Hace dos años que Liosvany Ruiz Simón no se enferma ni por una gripe común. Por ese tiempo, empezó una rutina de cinco comidas diarias, atendiendo a las necesidades nutricionales de su cuerpo. De tanto estudiar por revistas y videos, se convirtió en nutricionista sin título y fisicoculturista aficionado, en un país donde no se reconoce esta práctica como deporte ni a sus practicantes cómo deportistas.
“Mani”, como le conocen en su pueblecito del interior de Cuba, fue incomprendido por quienes no entendían por qué “comía tanto y siempre a la misma hora” y se gastaba miles de pesos en esto; incluso, de aquellos que lo veían como un narcisista que ingería pastillas dañinas para la salud.
“En un inicio no sabía la diferencia entre solamente ir al gimnasio y ser fisicoculturista. Entrenaba para unas libritas de más, pero después comprendí que es un estilo de vida y una cultura. Aprendí a alimentarme y entrenar mejor; lo que era deseo de mejorar la figura se volvió un sueño de superación personal”, recuerda el joven de 26 años.
Si bien realizaba ejercicios físicos con pesas anteriormente, adoptó entonces, una práctica tabú en la Isla por su vínculo histórico con los esteroides y sobre todo, extremadamente cara. No fue sencillo superar obstáculos como el aislamiento informativo y los prejuicios.
“Para crecer hace falta suplementos. La gente lo confunde con esteroides y eso es otra cosa. Un amigo me vendió un pomo de creatina por temor y a otro el padre le obligó a venderme uno de aminoácidos porque lo creía drogas. En realidad, son ayudas ergogénicas que no hacen daño a la salud. Yo tomo suplementos dietéticos, no pastillas como dice la gente”.
En Cuba, el fisicoculturismo no está prohibido pero tampoco se encuentra asociado a las autoridades deportivas. Los practicantes organizaron hace varias décadas una Asociación Nacional que organiza, con escasos recursos, ciertas competencias. La desconexión y falta de canales de comunicación, disminuyen las probabilidades de fortalecer una actividad sustentada, en territorios tan aislados como el de Mani, fundamentalmente desde el empirismo.
Personas como él se convierten en malabaristas para gestionar dietas insostenibles. En su caso, se convirtió en barbero. Trabajar hasta 12 horas diarias le permite ingresar lo suficiente para ayudar las necesidades propias del hogar donde vive junto a su padre, y gastar un estimado entre 1800 y 2000 pesos en sus nutrición.
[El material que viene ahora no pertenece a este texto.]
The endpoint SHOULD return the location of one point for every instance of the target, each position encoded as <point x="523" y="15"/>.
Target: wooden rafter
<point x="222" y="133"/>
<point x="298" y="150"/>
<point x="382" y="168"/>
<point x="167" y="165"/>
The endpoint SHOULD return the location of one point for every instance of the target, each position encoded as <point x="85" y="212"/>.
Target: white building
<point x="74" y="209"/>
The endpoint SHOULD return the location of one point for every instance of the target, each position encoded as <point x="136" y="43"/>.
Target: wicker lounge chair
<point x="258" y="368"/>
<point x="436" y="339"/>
“Comer cada tres horas es necesario para crecer y alcanzar muscularidad. ¿Cómo llevas eso y cómo te detienes si tienes clientes esperando por ti? Debes preparar las comidas y ponerlas en pozuelos, aunque se pongan frías. Un culturista cubano debe consumir lo mismo que en otros países. Aquí no abundan algunos productos pero se pueden sustituir con otras cosas que resuelvan”, afirma Mani.
De noche va a entrenar, con dolores de espalda, por permanecer todo el día de pie. En el gimnasio improvisado por un amigo, comparten varias personas de su edad, sobre un suelo cubierto de aserrín y con equipos construidas de hierros abandonados y restos de maquinarias agrícolas. Allí olvidan muchos de sus problemas, se entretienen en un ambiente festivo e intercambian para mejorar sus cuerpos, en su mayoría sin la planificación concienzuda de Liosvany.
“El giro radical de mi vida fue iniciar el entrenamiento. He aprendido a pensar con más seriedad las cosas importantes y me demostró que podía ser estable en mi vida emocional. Te enseña a superarte a ti mismo, reconociendo tus límites. Te enseña valores, pues somos personas que nos llevamos porque entendemos el valor del sacrificio. Los culturistas, generalmente, son emprendedores y optimistas.”